When a woman conceals the first trimester of pregnancy, who is she trying to protect? I have Feelings about this one. I don't disagree with anything the author says in her article, but personally, I don't like being pregnant and I don't like it being anyone's business but mine for as long as possible.

This Last Week Tonight video has the usual sprinklings of profanity (f-bombs are bleeped; s-bombs are not), but I think it's worth a watch (if you can't bear it, there was a (IIRC) profanity-free This American Life episode about the same issue a few years ago: this one). Oh, the issue is native battlefield interpreters in Iraq and Afghanistan risking their lives to help US troops, and then being denied entry to the US even when their lives are threatened for their trouble.

I hope to re-read this article about fathers' relationships with their daughters during their growing-up years. It has a lot to think about and discuss.

5 comments:

Amira said...

I didn't feel shame when I had to tell people I'd miscarried the first time. I was annoyed that some people who weren't supposed to know had found out and so I had to tell them I'd miscarried. I HATED dealing with the people.

No one knew I was pregnant until *I* was ready to tell them after that and I never regretted it when I had more miscarriages. And I didn't regret it when no one knew I was pregnant with my last son until I was a long way into that pregnancy. It was my choice. I'm fine with talking about the miscarriages now, and I do, but I really didn't want to deal with people when they were happening.

Tell people when you want to tell them. But don't try to convince me that I ought to tell people earlier anymore than that I ought to wait to tell people. Let me choose.

Jen said...

John Oliver is a genius. He can be a profane genius, yes. But he's brilliant, none the less. Did you see his commentary about the Miss America pageant?

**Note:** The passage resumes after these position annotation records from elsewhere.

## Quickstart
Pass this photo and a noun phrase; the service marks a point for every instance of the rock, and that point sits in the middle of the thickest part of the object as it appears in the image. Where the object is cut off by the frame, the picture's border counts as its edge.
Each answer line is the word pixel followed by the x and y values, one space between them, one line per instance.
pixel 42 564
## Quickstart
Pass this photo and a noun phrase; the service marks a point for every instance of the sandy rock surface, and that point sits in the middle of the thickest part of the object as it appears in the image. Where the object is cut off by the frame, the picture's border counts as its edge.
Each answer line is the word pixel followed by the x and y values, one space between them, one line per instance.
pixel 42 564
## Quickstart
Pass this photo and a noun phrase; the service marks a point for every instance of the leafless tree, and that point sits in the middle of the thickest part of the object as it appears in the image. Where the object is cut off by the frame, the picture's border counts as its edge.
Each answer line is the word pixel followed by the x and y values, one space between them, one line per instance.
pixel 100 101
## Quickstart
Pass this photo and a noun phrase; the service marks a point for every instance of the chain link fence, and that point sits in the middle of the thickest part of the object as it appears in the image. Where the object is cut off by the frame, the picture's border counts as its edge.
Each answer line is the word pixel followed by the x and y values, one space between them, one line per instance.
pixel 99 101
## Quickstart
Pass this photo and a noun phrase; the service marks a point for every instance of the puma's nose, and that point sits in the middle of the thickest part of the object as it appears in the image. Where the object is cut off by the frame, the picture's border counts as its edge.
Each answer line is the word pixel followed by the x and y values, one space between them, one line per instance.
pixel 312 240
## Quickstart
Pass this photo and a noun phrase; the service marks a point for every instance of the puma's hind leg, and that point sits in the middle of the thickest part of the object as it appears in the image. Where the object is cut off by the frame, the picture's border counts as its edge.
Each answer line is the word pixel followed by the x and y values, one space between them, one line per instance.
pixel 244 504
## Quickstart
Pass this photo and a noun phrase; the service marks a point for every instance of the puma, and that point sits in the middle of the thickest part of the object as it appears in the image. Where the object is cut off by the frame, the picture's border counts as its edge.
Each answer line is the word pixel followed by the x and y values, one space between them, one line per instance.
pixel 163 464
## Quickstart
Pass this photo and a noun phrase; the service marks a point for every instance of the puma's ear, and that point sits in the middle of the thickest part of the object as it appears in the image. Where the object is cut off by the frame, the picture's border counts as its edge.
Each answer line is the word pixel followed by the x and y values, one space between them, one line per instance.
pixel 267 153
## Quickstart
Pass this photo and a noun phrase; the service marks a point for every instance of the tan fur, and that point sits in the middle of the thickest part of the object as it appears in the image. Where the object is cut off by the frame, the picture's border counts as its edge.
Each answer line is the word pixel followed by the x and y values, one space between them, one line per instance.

The summer he took over for Jon Stewart was bliss.

Liz Johnson said...

Anybody who tells somebody that there's a "right" time to talk about a pregnancy or whatever is wrong. Could we please stop making the decisions of pregnant women for them and let them make them for themselves?! Gah! I swear, there is never more invasion of privacy and/or exercising control over a woman's body than during pregnancy. For crying out loud. Tell people when you want, or don't, or whatever. Yes, there should be less stigma about miscarriage and telling people early, but even if it were something we regularly talked about, some people still wouldn't want to open up. It's ok to not want to talk about these things. GAAHHHH.

Sorry for the rant. I get angry about this kind o' thing.

Bridget said...

Yes, I saw the Miss America one and it was the best. Jeremy and I still quote it to each other.

See, that is one of the reasons I *don't* like announcing pregnancies early - once I do, I am subject to the invasions of privacy Liz mentioned! But I am all in favor of people telling early if they want to. Let's all be friends.

Jennifer said...

Regarding the pregnancy article, I think she got a lot of things right, except I don't think the feeling women are trying to avoid is the "shame" of losing a pregnancy but rather avoiding having to share their grief with everyone.

I think a very wise way to look at the situation is to look at those who have lost a pregnancy after announcing it early on. This happened to two friends of mine. Both announced their third pregnancies before 8 weeks (ok, well one of them was outed by her 4 year old in Testimony meeting). Both then miscarried a few weeks later. When they got pregnant again, one of them very soon, the other a few years later, they both chose not to announce until much later in the pregnancy. I think that is telling about the experience they had previously had.

I had a miscarriage a couple of months ago. I was only 8 weeks, but I was so glad I had a very close circle of people (parents, sisters) who knew I was pregnant so that I had the support I needed at the moment. But I was relieved that one else know because it was a personal time of grieving. Anyway, I guess I agree with the other comments. Do whatever feels right to you!!